I will use observational methods, techniques and data to explore and understand a range of planetary systems, to uncover dynamical histories through modelling, and analytically explain the variability in morphology and existence of debris belts. My work will be predominantly observational, however there will be opportunities to develop the theoretical understanding of planetary system evolution as data is collected and analysed.

This work will primarily make use of data from the ALMA interferometer in Chile, which observes in millimetre/sub-millimetre wavelengths, finding dust formed through the collisional processes within debris belts. Observations of dust may additionally uncover detections of gas within debris disks, a new phenomena and important area of research for understanding compositions of chemicals and chemical processes occurring within planetary systems at different stages of their evolution. Other data sets will be employed where practicable and of scientific value, allowing deeper insight and understanding of the planetary systems we intend to explore.

My work will begin by attempting to identify how the morphology of planetary debris belts are affected by the presence of exo-Jupiters. Band 7 ALMA data for the planetary system in orbit in the ~1Gyr old 'q1 Eridanus' system is already available following two successful proposals with Professor Mark Wyatt as P.I, alongside archival Band 6 ALMA and HST data. Q1 Eri is known to host a debris belt at 70au, and an inner exo-Jupiter at 2au. Data will be used to determine the disk structure at a resolution of 0.7"; 5-times better than any previous observations. Already, it is known that the dust belt possesses an asymmetry, and part of this work will aim to explore the significance of this, attempt to explain its origin, the physical processes driving its evolution, and determine what is happening in the 2-70au region between the known planet and dust belt.

I will then be involved in a larger collaboration project attempting to explain the origins of planetesimal belts more generally. Further data is being collected for 30 previously un-observed Class III stars as part of a Band 7 ALMA survey, also with Professor Mark Wyatt as P.I. These young (2-3Myr) stars are in the Lupus star forming region are assumed to be 'diskless' for dust emission at levels of ~0.024M_Earth. This investigation is designed to understand the origins of planetesimal belt formation; do they in long-lived protoplanetary disks, or are they initially present around all stars?

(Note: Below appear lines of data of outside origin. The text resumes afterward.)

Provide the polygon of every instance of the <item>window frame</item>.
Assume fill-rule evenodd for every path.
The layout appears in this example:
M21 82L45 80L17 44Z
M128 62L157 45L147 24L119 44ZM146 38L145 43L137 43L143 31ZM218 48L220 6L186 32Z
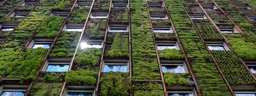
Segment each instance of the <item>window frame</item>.
M180 63L180 64L178 64ZM184 61L168 61L167 62L161 62L160 61L160 64L161 65L161 67L163 70L163 65L182 65L183 66L183 68L184 69L184 73L176 73L173 72L171 73L187 73L188 72L188 70L187 67L187 66L186 64L186 62ZM164 72L163 73L166 73L167 72Z
M161 44L161 45L175 45L175 46L176 46L176 48L175 48L176 50L180 50L180 46L179 46L179 44L178 44L178 42L177 41L175 41L175 42L168 42L168 43L161 43L161 42L159 43L156 43L156 48L157 49L157 50L158 50L158 44ZM168 48L167 48L168 49Z
M119 60L121 61L119 61ZM119 62L124 62L124 63L120 63L120 62L117 62L117 61L119 61ZM105 62L107 61L108 62L108 62L106 63ZM124 62L126 62L126 63L124 63ZM103 63L102 64L102 69L101 71L102 72L105 72L105 73L108 73L108 72L105 72L104 71L104 70L105 69L105 65L126 65L126 71L125 72L122 72L120 71L116 71L116 72L120 72L122 73L129 73L129 61L127 60L119 60L119 59L113 59L113 60L104 60L103 61Z

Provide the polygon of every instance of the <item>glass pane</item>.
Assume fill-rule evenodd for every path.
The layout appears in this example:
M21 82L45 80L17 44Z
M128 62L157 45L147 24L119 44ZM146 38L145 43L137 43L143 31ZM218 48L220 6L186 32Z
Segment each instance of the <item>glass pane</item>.
M110 28L110 32L127 32L127 28Z
M82 32L83 30L82 27L67 27L65 29L66 31L78 31Z
M3 31L11 31L13 30L15 27L3 27L1 28L0 30Z
M211 50L224 50L223 45L207 45L209 49Z
M127 72L126 65L105 65L104 68L104 72L108 72L110 71L114 72Z
M67 96L92 96L92 92L68 92Z
M253 74L256 73L256 66L248 66L248 67L250 69L250 70Z
M253 93L236 93L236 96L256 96L256 94Z
M69 67L68 64L49 64L46 72L67 72Z
M50 48L51 43L35 43L32 46L32 49L35 49L39 47L45 49L49 49Z
M168 96L193 96L192 93L168 93Z
M25 92L15 91L3 91L0 96L23 96Z

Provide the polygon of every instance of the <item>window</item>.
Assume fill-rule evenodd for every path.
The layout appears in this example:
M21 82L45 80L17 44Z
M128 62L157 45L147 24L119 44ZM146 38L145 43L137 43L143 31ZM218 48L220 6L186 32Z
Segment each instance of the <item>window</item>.
M237 33L236 31L234 28L220 28L220 32L223 33Z
M102 47L103 43L103 41L102 40L90 40L87 42L81 42L80 47L82 49L91 48L101 48Z
M154 19L167 19L167 16L165 15L150 15L150 18Z
M64 31L65 31L82 32L83 28L84 26L82 25L67 24Z
M67 86L65 95L67 96L92 96L93 89L88 89L84 86Z
M176 49L180 50L177 43L157 43L157 50L163 50L165 49Z
M154 33L168 33L173 32L171 28L153 28Z
M207 43L207 46L210 50L229 50L229 48L226 44L223 42L216 42L216 43Z
M129 68L128 62L127 60L104 60L103 71L105 72L110 71L128 72Z
M164 73L185 73L188 72L183 61L161 62Z
M49 49L52 45L52 39L36 38L31 42L28 48L36 49L40 47Z
M23 96L27 87L26 85L4 85L0 87L0 96Z
M91 16L91 18L108 18L108 13L92 13Z
M207 19L204 15L190 15L190 17L192 19Z
M196 94L193 88L187 88L184 89L172 89L171 91L167 92L168 96L196 96Z
M70 58L49 59L42 69L46 72L67 72L71 59Z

This work will require significant use of modern computational methods for data analysis, and will develop analysis code in the Python programming language.

In addition, I will be writing ALMA observing proposals for new data in astrophysical environments as yet unobserved or to enhance already collected data sets, such that we can transform our understanding of planetary system evolution for systems at different stages of their lifetimes.

The potential for exciting outreach opportunities involving this research area is very high. Planetary astrophysics is a particularly fascinating area for the general public, and I will be seeking at all points available the chance to pass on my knowledge and communicate my research to both scientific communities and those communities.